Nel rapporto vengono elencati alcuni «punti critici» dell’attuale sistema. In primis l’approccio «troppo medico», come spiega Andrea Gavosto, direttore della Fondazione Agnelli. «Le richieste di un insegnante di sostegno vengono esaminate dalle Asl e non dalle scuole». Ma anche troppo «discrezionale» e rigido: «La certificazione si risolve sempre nell’assegnazione di ore di un insegnante di sostegno», è scritto nel rapporto. Anche quando non sarebbe necessario. Risultato? «Insegnanti di matematica che devono occuparsi di bambini dislessici e con difficoltà di apprendimento. Non è la scelta più giusta, né la più economicamente efficiente», spiega Oliva.

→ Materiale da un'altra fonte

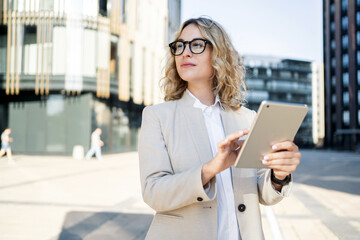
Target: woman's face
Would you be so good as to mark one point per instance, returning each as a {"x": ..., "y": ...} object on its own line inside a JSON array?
[{"x": 194, "y": 68}]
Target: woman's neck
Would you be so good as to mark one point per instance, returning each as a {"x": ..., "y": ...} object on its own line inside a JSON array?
[{"x": 204, "y": 94}]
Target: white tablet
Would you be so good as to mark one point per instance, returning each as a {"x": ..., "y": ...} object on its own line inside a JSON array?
[{"x": 274, "y": 122}]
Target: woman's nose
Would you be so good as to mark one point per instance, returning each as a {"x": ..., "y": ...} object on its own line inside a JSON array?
[{"x": 187, "y": 51}]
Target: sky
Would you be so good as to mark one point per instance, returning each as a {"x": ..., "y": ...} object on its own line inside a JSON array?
[{"x": 279, "y": 28}]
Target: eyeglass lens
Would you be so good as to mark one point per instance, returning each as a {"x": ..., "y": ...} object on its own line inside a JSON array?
[{"x": 197, "y": 46}]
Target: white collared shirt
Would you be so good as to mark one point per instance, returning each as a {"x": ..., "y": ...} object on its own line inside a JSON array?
[{"x": 228, "y": 228}]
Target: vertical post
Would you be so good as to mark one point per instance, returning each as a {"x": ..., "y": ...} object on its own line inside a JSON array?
[
  {"x": 8, "y": 57},
  {"x": 37, "y": 56},
  {"x": 12, "y": 83},
  {"x": 43, "y": 25},
  {"x": 48, "y": 57}
]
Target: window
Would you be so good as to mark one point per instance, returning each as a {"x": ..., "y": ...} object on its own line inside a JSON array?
[
  {"x": 103, "y": 7},
  {"x": 131, "y": 69},
  {"x": 346, "y": 118},
  {"x": 344, "y": 5},
  {"x": 29, "y": 54},
  {"x": 345, "y": 41},
  {"x": 333, "y": 81},
  {"x": 333, "y": 62},
  {"x": 268, "y": 72},
  {"x": 3, "y": 44},
  {"x": 344, "y": 22},
  {"x": 345, "y": 79},
  {"x": 345, "y": 60},
  {"x": 333, "y": 45},
  {"x": 114, "y": 60},
  {"x": 255, "y": 83},
  {"x": 346, "y": 98},
  {"x": 123, "y": 11}
]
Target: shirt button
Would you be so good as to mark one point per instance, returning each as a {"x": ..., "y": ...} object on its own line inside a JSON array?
[{"x": 241, "y": 207}]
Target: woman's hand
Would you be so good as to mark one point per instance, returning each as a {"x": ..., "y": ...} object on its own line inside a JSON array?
[
  {"x": 284, "y": 160},
  {"x": 228, "y": 149}
]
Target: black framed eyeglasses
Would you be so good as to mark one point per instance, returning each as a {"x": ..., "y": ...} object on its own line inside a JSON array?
[{"x": 197, "y": 46}]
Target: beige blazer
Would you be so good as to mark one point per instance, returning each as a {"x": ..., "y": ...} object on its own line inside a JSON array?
[{"x": 173, "y": 146}]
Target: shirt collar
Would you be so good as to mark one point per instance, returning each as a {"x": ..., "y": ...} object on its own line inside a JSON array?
[{"x": 198, "y": 104}]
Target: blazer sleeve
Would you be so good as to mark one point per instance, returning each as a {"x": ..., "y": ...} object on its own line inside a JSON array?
[{"x": 162, "y": 189}]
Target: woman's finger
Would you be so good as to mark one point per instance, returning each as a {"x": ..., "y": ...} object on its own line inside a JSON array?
[{"x": 286, "y": 145}]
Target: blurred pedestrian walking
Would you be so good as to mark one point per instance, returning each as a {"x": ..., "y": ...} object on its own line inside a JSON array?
[
  {"x": 5, "y": 145},
  {"x": 96, "y": 145}
]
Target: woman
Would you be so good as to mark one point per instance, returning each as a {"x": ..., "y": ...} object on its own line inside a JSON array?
[{"x": 185, "y": 159}]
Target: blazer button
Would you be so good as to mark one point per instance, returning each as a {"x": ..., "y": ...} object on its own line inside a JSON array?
[{"x": 241, "y": 207}]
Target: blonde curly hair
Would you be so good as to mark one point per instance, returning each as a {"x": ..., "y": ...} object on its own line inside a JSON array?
[{"x": 229, "y": 73}]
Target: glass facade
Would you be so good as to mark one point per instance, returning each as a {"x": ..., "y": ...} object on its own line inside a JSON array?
[
  {"x": 342, "y": 73},
  {"x": 69, "y": 68},
  {"x": 285, "y": 80}
]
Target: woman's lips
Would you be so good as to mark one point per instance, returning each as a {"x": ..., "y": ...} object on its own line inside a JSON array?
[{"x": 187, "y": 65}]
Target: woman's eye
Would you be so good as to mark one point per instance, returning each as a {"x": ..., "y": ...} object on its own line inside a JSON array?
[{"x": 197, "y": 45}]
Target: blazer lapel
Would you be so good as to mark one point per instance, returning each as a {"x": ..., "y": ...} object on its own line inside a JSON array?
[{"x": 196, "y": 127}]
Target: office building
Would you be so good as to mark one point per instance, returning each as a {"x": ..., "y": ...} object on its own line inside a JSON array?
[
  {"x": 318, "y": 104},
  {"x": 341, "y": 31},
  {"x": 284, "y": 80},
  {"x": 68, "y": 67}
]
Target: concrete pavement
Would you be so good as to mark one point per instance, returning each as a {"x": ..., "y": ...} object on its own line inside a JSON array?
[{"x": 58, "y": 198}]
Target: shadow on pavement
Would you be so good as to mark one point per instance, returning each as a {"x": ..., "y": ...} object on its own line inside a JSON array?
[
  {"x": 338, "y": 171},
  {"x": 105, "y": 225}
]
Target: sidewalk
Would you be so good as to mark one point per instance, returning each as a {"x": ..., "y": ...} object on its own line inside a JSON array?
[{"x": 58, "y": 198}]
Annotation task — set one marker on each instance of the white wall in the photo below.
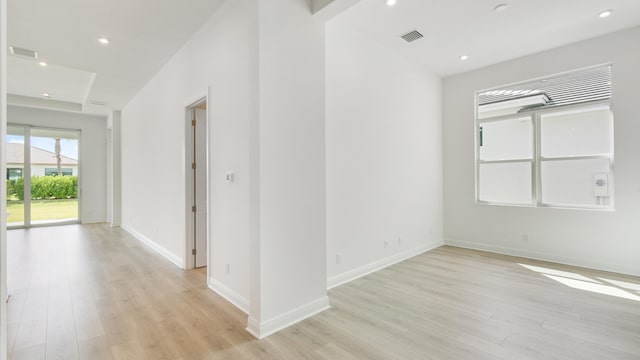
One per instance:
(3, 186)
(291, 282)
(600, 239)
(113, 168)
(384, 156)
(92, 153)
(220, 59)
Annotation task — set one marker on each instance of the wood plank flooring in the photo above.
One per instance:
(94, 292)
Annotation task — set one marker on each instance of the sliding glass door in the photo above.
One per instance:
(42, 176)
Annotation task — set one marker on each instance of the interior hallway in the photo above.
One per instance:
(94, 292)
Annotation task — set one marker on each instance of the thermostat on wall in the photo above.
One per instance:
(601, 184)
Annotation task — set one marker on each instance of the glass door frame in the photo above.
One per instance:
(26, 173)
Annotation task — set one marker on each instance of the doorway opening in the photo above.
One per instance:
(42, 176)
(196, 254)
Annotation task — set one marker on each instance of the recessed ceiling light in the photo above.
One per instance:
(501, 7)
(605, 13)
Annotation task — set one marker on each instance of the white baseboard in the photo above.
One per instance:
(154, 246)
(367, 269)
(231, 296)
(265, 328)
(591, 264)
(92, 221)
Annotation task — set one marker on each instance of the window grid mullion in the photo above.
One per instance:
(537, 154)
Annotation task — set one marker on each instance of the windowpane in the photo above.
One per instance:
(506, 183)
(572, 182)
(576, 133)
(507, 139)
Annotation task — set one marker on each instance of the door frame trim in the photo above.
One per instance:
(189, 262)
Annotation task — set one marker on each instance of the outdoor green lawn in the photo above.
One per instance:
(43, 210)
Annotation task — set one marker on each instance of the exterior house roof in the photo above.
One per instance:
(15, 155)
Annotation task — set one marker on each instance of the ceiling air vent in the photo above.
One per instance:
(412, 36)
(31, 54)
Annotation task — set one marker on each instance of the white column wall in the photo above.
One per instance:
(384, 156)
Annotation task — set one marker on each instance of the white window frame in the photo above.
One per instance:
(537, 159)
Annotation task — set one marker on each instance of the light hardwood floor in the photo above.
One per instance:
(94, 292)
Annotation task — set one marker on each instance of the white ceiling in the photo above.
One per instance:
(144, 35)
(452, 28)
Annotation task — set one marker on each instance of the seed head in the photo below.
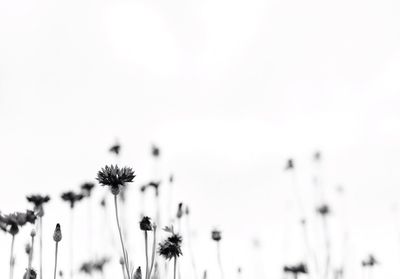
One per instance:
(57, 236)
(115, 177)
(145, 224)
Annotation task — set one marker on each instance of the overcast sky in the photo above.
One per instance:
(229, 90)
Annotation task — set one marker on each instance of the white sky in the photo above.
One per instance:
(229, 90)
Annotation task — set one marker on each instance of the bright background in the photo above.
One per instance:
(229, 90)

Quanto agli insegnanti di sostegno il bilancio non è molto più confortante, anzi: «Usano il posto come un canale privilegiato per entrare più rapidamente in ruolo», dice Gavosto. E la preparazione non può essere quindi di grande qualità. «C’è una cronica carenza di insegnanti di sostegno specializzati», si legge nel rapporto. «Il 43% degli allievi con disabilità nella primaria e secondaria di primo grado – spiega Gavosto – cambia insegnante di sostegno una o più volte all’anno». E «il sostegno è svolto spesso da personale inesperto e impreparato», conclude il rapporto. La conseguenza è che gli alunni finiscono per avere una formazione del tutto inadeguata: «l’Italia è il Paese dove i disabili hanno maggiori difficoltà a trovare lavoro, nonostante gli obblighi previsti per legge», afferma Gavosto.

La soluzione proposta è la creazione dei Cri a livello provinciale o subprovinciale. Saranno loro, i Centri Risorse per l’Integrazione, a esaminare i progetti presentati dalle scuole, ad assegnare tutte le risorse destinate alle scuole per l’integrazione e a svolgere un servizio di sportello unico assistendo le famiglie nei vari momenti di vita e integrazione. «Potrebbero diventare centri destinati a risolvere tutte le difficoltà sociali dei bambini con disabilità, anche al di fuori del tempo scolastico», afferma Vittorio Nozza, direttore della Caritas italiana. Gradualmente poi gli insegnanti di sostegno dovranno passare all’organico normale delle scuole ed essere assegnati da parte dei Cri in base ai bisogni delle scuole stesse. Alla fine rimarrebbe un congruo numero di insegnanti e personale ad alta specializzazione, di numero decisamente inferiore a quello attuale, stabili nel loro ruolo, a tempo pieno, senza insegnare ma operando nei Cri per svolgere consulenza tecnica e formazione per le scuole.

L’idea non è peregrina e la fonte è autorevole e preparata in materia, ha tutte le carte in regola quindi per essere bocciata. Sacrificata sull’altare degli interessi di parte e affossata dalla demagogia di” non si toccano i disabili”.